Rédigé par - corOllule dU cHamp Du pOirier - le e

Le ciel est aussi blanc qu'une porte de frigo. Le vent secoue le volet roulant légèrement abaissé, comme autant de spasmes torsaderaient une colonne vertébrale transie par le froid. Le voile rouge, que j'ai attaché au bas du volet en guise de store, se trémousse, se soulève, vibre, flotte et tremble à la verticale, s'érigeant par vagues en drapeau, attestant de ma conquête du balcon, s'arrogeant la fonction du signe belliqueux de mon lien au lieu.



La luminosité ne donne aucune indication de l'heure qu'il est. Seule la voisine du 8 trahit le moment des repas qui approchent, portant la voix à travers plafonds, murs et planchers, comme un adjudant réveille ses troupes à l'aube avant le combat, en jurant, beuglant, éructant ici sa névrose au visage de ses deux gamins.

Tous les jours les mêmes drames aux mêmes moments. Cette habitude du conflit obligatoire toujours pour les mêmes raisons doit servir de repères chronologiques. Ou bien seulement justifier l'existence des cordes vocales...



Je pose la question.

Tandis que ma lapine mastique du brocoli qui craque sous ses molaires, une porte claque. Encore la voisine. Le robinet coule dans ma cuisine.
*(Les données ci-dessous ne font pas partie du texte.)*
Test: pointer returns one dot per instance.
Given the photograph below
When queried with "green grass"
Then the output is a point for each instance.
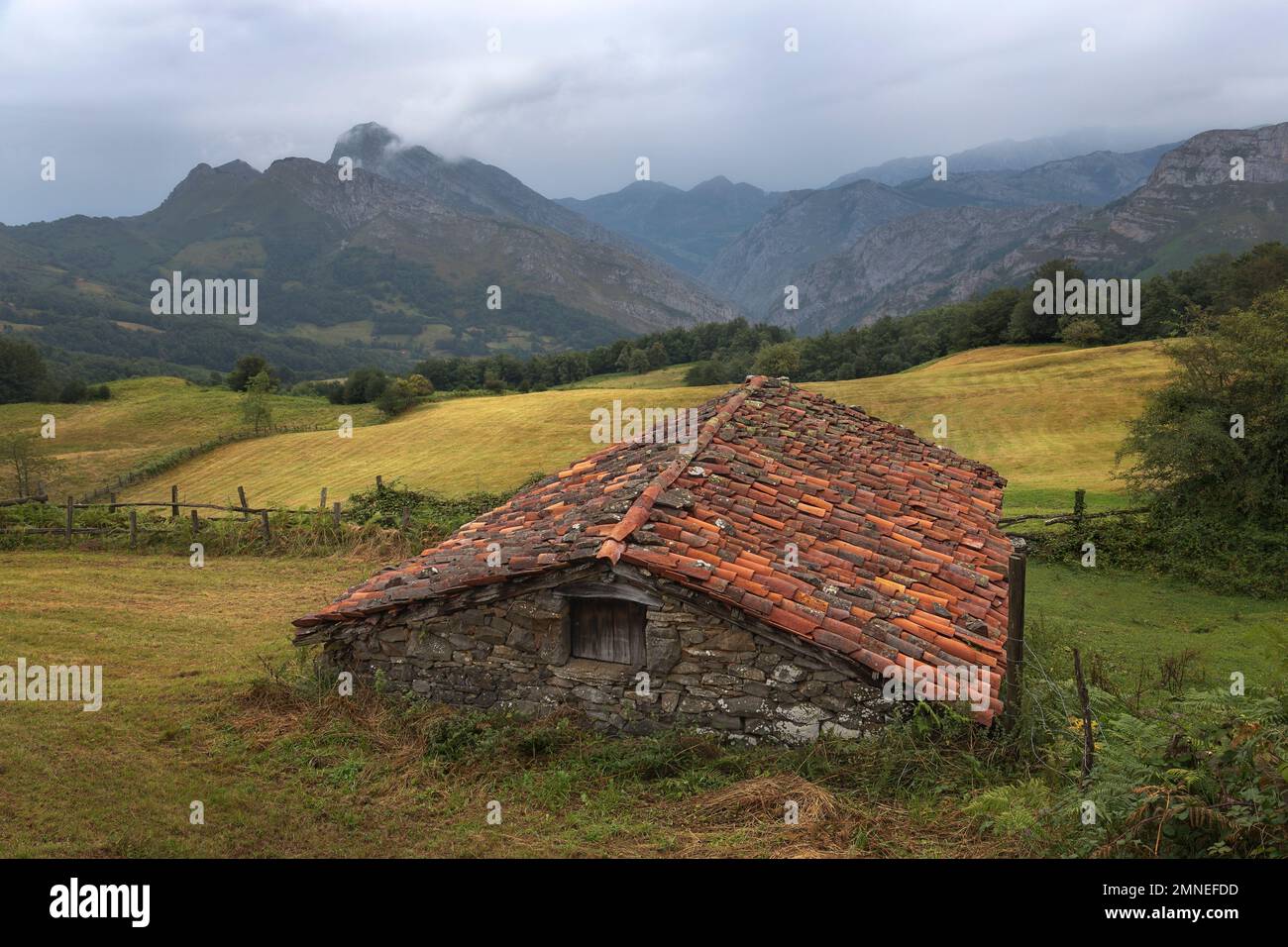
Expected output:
(1046, 416)
(1133, 622)
(189, 714)
(149, 418)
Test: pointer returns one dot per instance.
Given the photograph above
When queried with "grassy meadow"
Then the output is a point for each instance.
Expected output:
(191, 711)
(1048, 418)
(206, 699)
(149, 418)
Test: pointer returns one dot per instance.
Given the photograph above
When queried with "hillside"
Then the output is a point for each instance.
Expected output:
(999, 403)
(393, 263)
(686, 228)
(1188, 208)
(147, 419)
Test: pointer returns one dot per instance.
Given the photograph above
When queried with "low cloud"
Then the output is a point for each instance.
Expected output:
(581, 88)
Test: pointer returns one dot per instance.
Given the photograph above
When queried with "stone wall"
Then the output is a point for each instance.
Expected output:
(703, 672)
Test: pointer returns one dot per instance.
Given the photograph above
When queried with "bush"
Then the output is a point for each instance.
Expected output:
(1206, 777)
(395, 398)
(1082, 333)
(73, 392)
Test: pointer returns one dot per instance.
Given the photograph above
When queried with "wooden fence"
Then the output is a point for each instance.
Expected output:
(112, 505)
(174, 458)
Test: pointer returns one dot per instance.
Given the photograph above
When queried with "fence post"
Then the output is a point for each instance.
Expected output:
(1014, 639)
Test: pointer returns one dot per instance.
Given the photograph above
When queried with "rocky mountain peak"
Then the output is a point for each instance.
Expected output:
(366, 144)
(1205, 158)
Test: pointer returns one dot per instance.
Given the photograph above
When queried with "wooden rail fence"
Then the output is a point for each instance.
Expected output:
(335, 510)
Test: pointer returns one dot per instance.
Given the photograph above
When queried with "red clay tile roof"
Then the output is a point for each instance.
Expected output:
(900, 552)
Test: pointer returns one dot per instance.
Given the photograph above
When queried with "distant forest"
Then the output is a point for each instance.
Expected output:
(726, 352)
(717, 352)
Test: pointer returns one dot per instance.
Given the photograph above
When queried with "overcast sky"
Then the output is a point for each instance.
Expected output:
(580, 89)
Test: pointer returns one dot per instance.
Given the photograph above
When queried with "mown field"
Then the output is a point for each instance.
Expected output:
(191, 712)
(149, 418)
(1047, 418)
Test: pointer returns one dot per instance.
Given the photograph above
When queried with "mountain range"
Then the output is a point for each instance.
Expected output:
(398, 261)
(393, 263)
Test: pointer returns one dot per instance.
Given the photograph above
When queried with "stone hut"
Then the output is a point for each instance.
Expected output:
(764, 579)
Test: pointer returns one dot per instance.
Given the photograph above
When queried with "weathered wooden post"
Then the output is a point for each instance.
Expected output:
(1089, 741)
(1014, 639)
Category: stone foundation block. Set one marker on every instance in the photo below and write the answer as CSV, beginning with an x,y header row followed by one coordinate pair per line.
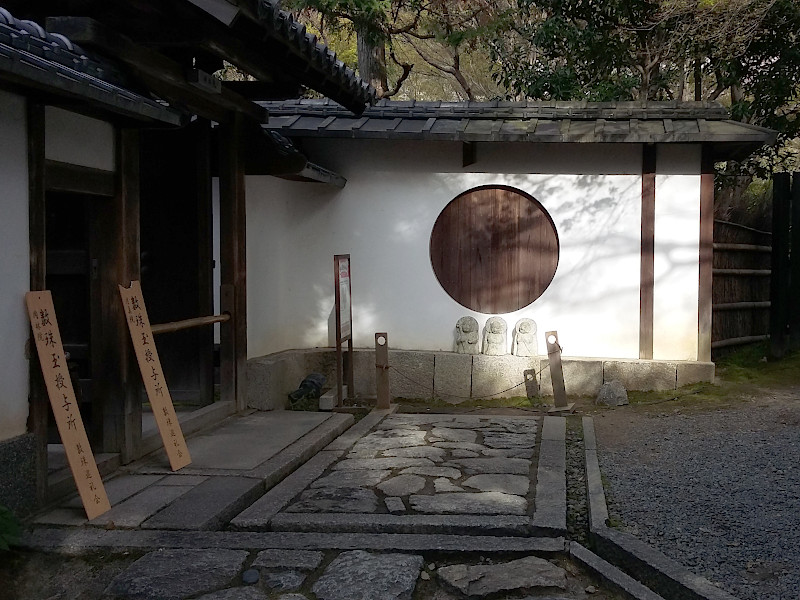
x,y
581,377
410,373
642,375
452,379
695,372
492,376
Je vais regarder à la fenêtre les arbres brassés par les bourrasques, s'embrassant les uns les autres, mêlant feuilles et branches, ballottés par un bazar de vents contraires.

Une voiture blanche passe.

C'est un jour où le désarroi des gens se mesure aux temps calmes, plus longs et nombreux qu'à l'accoutumé. Jour chômé, jour du seigneur, jour d'été mais temps d'automne. Jour blanc comme une baignoire, dur et froid. Jour non-ouvré, où tout est fermé. Jour où la pluie annoncée ne brasse que poussières et volets.

Jour où la télé reste l'indéboulonnable divertissement assuré.



Chez moi, il n'y en a pas. De télé. Je lis, je regarde films et séries, entre deux grattouilles d'oreilles de bestiole à fourrure.

Pas de canapé non plus, mais un canapouf, un futon de laine posé au sol et garni de coussins. Je vis par terre, à la japonaise.

Les tapis sont l'alpha et l'oméga du confort de mon salon.

Tour à tour carré où je pose ma mini table pour travailler sur mon ordinateur, faire mes comptes ou bien manger, triangle où je couds, rectangle où je m'étire de quelques postures de yoga, cercle de jeu pour une lapine obsédée par la chasse au Raymond, sa peluche.



Ou bien encore bande latérale et aléatoire où je m'allonge pour faire le cadavre.

La fatigue fond sur mes paupières. La lumière blanche aplatit les angles, aggrave les contrastes, épuise le moral.

Le ciel est de plomb mais rien n'en tombe.